After the State of Israel was established, Silverman recognized the diverse needs to build the nation and she and Archibald channeled funds into planting orchards, building the Sharon Hotel, and supplementing the Synagogue Centre Building Fund. The Sharon Hotel, built in Herzliya, on the Sharon Plain, was part of an effort to build infrastructure and develop tourism sites to stimulate further growth. Silverman founded and served the board of the company which created the hotel. In the Jezreel Valley, she chaired a water development company and established a mixed-fruit orchard of around 70 acres of trees. She also was involved in several projects in Rhode Island. In 1955 she founded and served as president of the Friends of Butler Hospital in an attempt to reopen the health center, which had been shut down. They were successful in proving its benefit to the community and the hospital reopened. In 1957, Silverman served as chair of the fundraising for the Rhode Island Association of Mental Health. By the early-1960s, 33 synagogues throughout Israel had been built through the synagogue fund.
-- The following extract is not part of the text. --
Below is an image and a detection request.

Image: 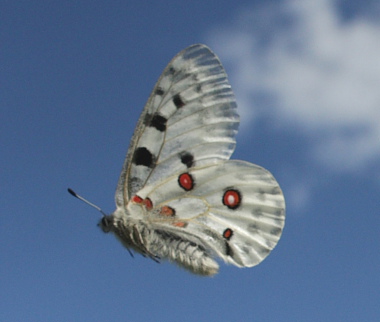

During the two years she lived in Israel, she helped erect around 80 additional synagogues and by the time of Silverman's death, the number was over 100 synagogues in Israel and elsewhere.

===1970s===
In 1971, at the age of 89, Silverman immigrated to Israel. She died on 1 November 1973 in Herzliya, Israel and was buried in the Mount of Olives Jewish Cemetery near Jerusalem.

==Honors and awards==
In 1951 Silverman was honored as Jewish Mother of the Year by the Jewish National Fund, which established a forest in Israel bearing her name. In 1953, a village in Israel, Nachlat Ida, was named in her honor to recognize her years of financial and moral support, and in 1954, she was honored as Rhode Island Mother of the Year. She received an honorary doctorate from Rhode Island College in 1954 and one from Bryant College in 1960. In 1964, she was awarded the Mizrachi Women's Organization of America's "Silver Medal" for having done the most to build Israel.

Silverman and her husband (who had died in 1966) were jointly inducted into the Rhode Island Heritage Hall of Fame in 1971.